La voce della testuggine
di Virginia Fovi |
Chiamata dai rivieraschi semplicemente Isura (“l’isola” in dialetto), la Gallinara, adagiata tra le onde del tratto di mare tra Albenga ed Alassio, è solo un puntino nelle carte geografiche, ma con i suoi 11 ettari di superficie e la sua forma che ricorda una testuggine, con i suoi naufragi, i suoi santi, l’abbazia scomparsa, il suo lato mediterraneo e il suo lato africano, il cimitero e la chiesa, il cristianesimo e i saraceni, racconta storie, miti e leggende.
Dopo aver pagaiato per circa un’ora, l’enorme testuggine illuminata dalla luce dell’implacabile sole di agosto mi appare simile a un miraggio. Fa impressione pensare che qualcuno abbia scritto secoli di storia vivendo, combattendo, pregando o sbarcando in insenature e scogliere che ora si possono solo guardare, ma non toccare. L’isola, infatti, è inaccessibile: nel 1988 è stata dichiarata parco regionale protetto, pur rimanendo sempre proprietà di privati.
Unico beneficiario delle sue bellezze è un guardiano, che vive stabilmente sull’isola e che ha l’arduo e prezioso compito di preservarla dagli incendi e dall’agguato dei turisti, sempre più numerosi, specialmente nei mesi estivi, provvedendo alla manutenzione dei chilometri di sentieri che la attraversano e all’integrità del patrimonio culturale e botanico che ne costituisce il cuore.

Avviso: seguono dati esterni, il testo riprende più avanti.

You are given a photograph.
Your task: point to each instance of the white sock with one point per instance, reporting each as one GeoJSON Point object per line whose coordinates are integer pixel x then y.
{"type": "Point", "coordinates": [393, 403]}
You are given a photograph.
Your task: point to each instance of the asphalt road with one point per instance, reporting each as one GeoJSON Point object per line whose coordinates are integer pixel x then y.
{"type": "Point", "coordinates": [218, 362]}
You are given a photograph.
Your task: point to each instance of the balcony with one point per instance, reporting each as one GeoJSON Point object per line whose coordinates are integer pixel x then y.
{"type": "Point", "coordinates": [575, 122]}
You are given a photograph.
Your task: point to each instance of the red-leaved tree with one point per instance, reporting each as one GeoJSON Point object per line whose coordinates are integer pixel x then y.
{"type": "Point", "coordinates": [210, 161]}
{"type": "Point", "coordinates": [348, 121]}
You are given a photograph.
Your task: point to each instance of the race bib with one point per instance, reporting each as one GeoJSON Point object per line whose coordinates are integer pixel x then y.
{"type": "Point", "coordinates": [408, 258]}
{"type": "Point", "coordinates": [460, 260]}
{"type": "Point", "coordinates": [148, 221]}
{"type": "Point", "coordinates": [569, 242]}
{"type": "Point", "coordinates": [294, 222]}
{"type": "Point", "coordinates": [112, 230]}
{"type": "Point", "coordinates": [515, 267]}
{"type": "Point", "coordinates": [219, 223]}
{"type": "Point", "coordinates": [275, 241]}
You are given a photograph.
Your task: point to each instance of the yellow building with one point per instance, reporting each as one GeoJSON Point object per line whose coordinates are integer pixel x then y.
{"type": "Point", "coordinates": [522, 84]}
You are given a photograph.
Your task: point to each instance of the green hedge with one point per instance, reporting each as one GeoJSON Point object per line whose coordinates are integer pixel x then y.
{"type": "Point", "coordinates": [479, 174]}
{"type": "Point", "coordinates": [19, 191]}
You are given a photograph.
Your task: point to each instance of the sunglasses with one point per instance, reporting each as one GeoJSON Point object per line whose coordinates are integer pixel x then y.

Approdo di marinai fenici, greci e romani, la Gallinara ospitò nel Medioevo uno dei più importanti monasteri benedettini dell’Italia settentrionale, per poi essere trasformata in punto strategico di avvistamento contro le scorrerie saracene (ne è testimone il torrione bianco di forma circolare, visibile dal mare e dalla via Aurelia, costruito nel 1586 per vegliare sulle città costruite sulla costa) e, negli anni della seconda guerra mondiale come base militare (l’isola ha un cuore di gallerie costruite da un battaglione della Wermacht, una rete sotterranea che conduceva i soldati a numerose piazzuole per mitragliatrici antiaeree).
Agli anni ’60 risale, invece, il piccolo porto, costruito negli stessi anni in cui l’isola venne raggiunta per la prima volta da corrente elettrica e acqua potabile attraverso cavi sottomarini che, nel corso degli anni, sono stati divelti dai pescherecci, portando così l’isola nuovamente indietro nel tempo.
Qui, sotto gli occhi di tutti, storia e presente convivono, avvolti nella leggenda: il piccolo cimitero di fronte al mare che offre tuttora riposo ai vecchi abati, il porticciolo incontaminato, la casetta del guardiano, con la sua barca e i suoi cani, il cancello bianco che porta alla parte più alta dell’isola, gli abbandonati terrazzini liberty di Villa Diana, il salone dove si specchiano ancora le due enormi anfore del I secolo d.C recuperate dall’”Artiglio” di Nino Lamboglia nel 1950, il salone del bigliardo, i rami di glicine e una vecchia lapide su cui è riassunta, in latino, non solo la storia della Gallinara, ma quella della sua inappartenenza e di quella di tutte le cose. : “Spes et fortuna, valete./Sat me luditis, ludite nunc alios”. “Mi hai già fatto divertire abbastanza/diverti ora qualcun altro”.